The fact that organic agriculture systems also absorb and retain significant amounts of carbon in the soil has implications for global warming, Pimentel said, pointing out that soil carbon in the organic systems increased by 15 to 28 percent, the equivalent of taking about 3,500 pounds of carbon dioxide per hectare out of the air.
Among the study's other findings:
# In the drought years, 1988 to 1998, corn yields in the legume-based system were 22 percent higher than yields in the conventional system.
# The soil nitrogen levels in the organic farming systems increased 8 to 15 percent.
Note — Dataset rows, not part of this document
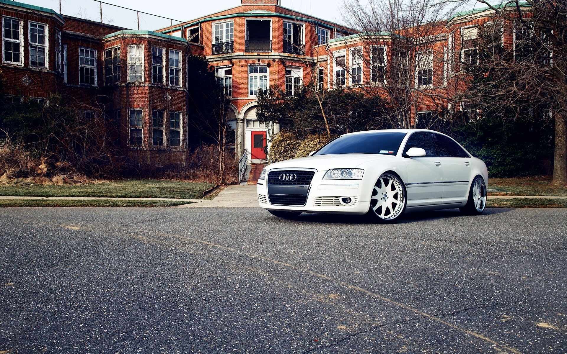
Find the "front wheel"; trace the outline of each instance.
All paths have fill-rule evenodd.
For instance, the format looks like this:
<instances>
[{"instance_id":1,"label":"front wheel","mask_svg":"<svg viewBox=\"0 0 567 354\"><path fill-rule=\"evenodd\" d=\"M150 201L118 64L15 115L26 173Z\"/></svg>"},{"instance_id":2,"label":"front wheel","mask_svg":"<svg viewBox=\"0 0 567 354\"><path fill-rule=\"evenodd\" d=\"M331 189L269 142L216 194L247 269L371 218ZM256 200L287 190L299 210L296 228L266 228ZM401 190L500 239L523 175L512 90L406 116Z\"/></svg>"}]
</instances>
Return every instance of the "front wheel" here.
<instances>
[{"instance_id":1,"label":"front wheel","mask_svg":"<svg viewBox=\"0 0 567 354\"><path fill-rule=\"evenodd\" d=\"M405 209L405 187L397 176L384 173L374 184L368 215L375 221L392 222Z\"/></svg>"},{"instance_id":2,"label":"front wheel","mask_svg":"<svg viewBox=\"0 0 567 354\"><path fill-rule=\"evenodd\" d=\"M284 210L268 210L270 214L284 219L293 219L301 215L301 211L286 211Z\"/></svg>"},{"instance_id":3,"label":"front wheel","mask_svg":"<svg viewBox=\"0 0 567 354\"><path fill-rule=\"evenodd\" d=\"M486 206L486 186L484 180L480 176L475 177L468 192L468 200L462 208L461 212L469 215L480 215Z\"/></svg>"}]
</instances>

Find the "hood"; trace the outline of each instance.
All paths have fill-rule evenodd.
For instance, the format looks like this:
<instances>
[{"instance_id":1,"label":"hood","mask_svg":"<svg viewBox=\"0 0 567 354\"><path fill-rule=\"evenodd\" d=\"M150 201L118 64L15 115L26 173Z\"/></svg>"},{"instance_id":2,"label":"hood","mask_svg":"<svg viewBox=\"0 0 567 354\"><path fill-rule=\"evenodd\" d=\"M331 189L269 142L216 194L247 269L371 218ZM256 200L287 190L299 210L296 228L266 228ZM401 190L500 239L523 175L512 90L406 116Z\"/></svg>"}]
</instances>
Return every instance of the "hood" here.
<instances>
[{"instance_id":1,"label":"hood","mask_svg":"<svg viewBox=\"0 0 567 354\"><path fill-rule=\"evenodd\" d=\"M321 155L281 161L266 167L270 170L274 168L316 168L318 171L326 171L329 168L356 168L365 163L395 157L373 153Z\"/></svg>"}]
</instances>

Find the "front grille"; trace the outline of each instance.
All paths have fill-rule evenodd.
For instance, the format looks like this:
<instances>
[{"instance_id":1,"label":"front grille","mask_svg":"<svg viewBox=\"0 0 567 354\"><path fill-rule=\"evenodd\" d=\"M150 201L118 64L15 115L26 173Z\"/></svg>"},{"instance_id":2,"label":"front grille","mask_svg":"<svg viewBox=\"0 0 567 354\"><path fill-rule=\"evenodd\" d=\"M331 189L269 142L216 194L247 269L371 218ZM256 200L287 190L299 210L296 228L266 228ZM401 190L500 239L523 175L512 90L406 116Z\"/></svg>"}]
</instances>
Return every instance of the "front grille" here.
<instances>
[{"instance_id":1,"label":"front grille","mask_svg":"<svg viewBox=\"0 0 567 354\"><path fill-rule=\"evenodd\" d=\"M342 206L341 204L341 198L342 197L316 197L315 201L313 202L313 205L316 207L340 207ZM358 201L358 197L349 197L353 199L352 203L348 206L352 206L357 203Z\"/></svg>"},{"instance_id":2,"label":"front grille","mask_svg":"<svg viewBox=\"0 0 567 354\"><path fill-rule=\"evenodd\" d=\"M274 205L305 205L307 200L307 196L303 195L285 195L278 194L270 195L270 203Z\"/></svg>"},{"instance_id":3,"label":"front grille","mask_svg":"<svg viewBox=\"0 0 567 354\"><path fill-rule=\"evenodd\" d=\"M297 176L297 178L294 181L280 181L280 175L282 173L294 174ZM271 171L268 174L268 185L308 186L311 184L311 180L313 179L313 176L315 175L315 173L314 171L303 171L301 170Z\"/></svg>"}]
</instances>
Nitrate leaching was about equivalent in the organic and conventional farming systems.
# Organic farming reduced local and regional groundwater pollution by not applying agricultural chemicals.
Pimentel noted that although cash crops cannot be grown as frequently over time on organic farms because of the dependence on cultural practices to supply nutrients and control pests and because labor costs average about 15 percent higher in organic farming systems, the higher prices that organic foods command in the marketplace still make the net economic return per acre either equal to or higher than that of conventionally produced crops.
Organic farming can compete effectively in growing corn, soybeans, wheat, barley and other grains, Pimentel said, but it might not be as favorable for growing such crops as grapes, apples, cherries and potatoes, which have greater pest problems.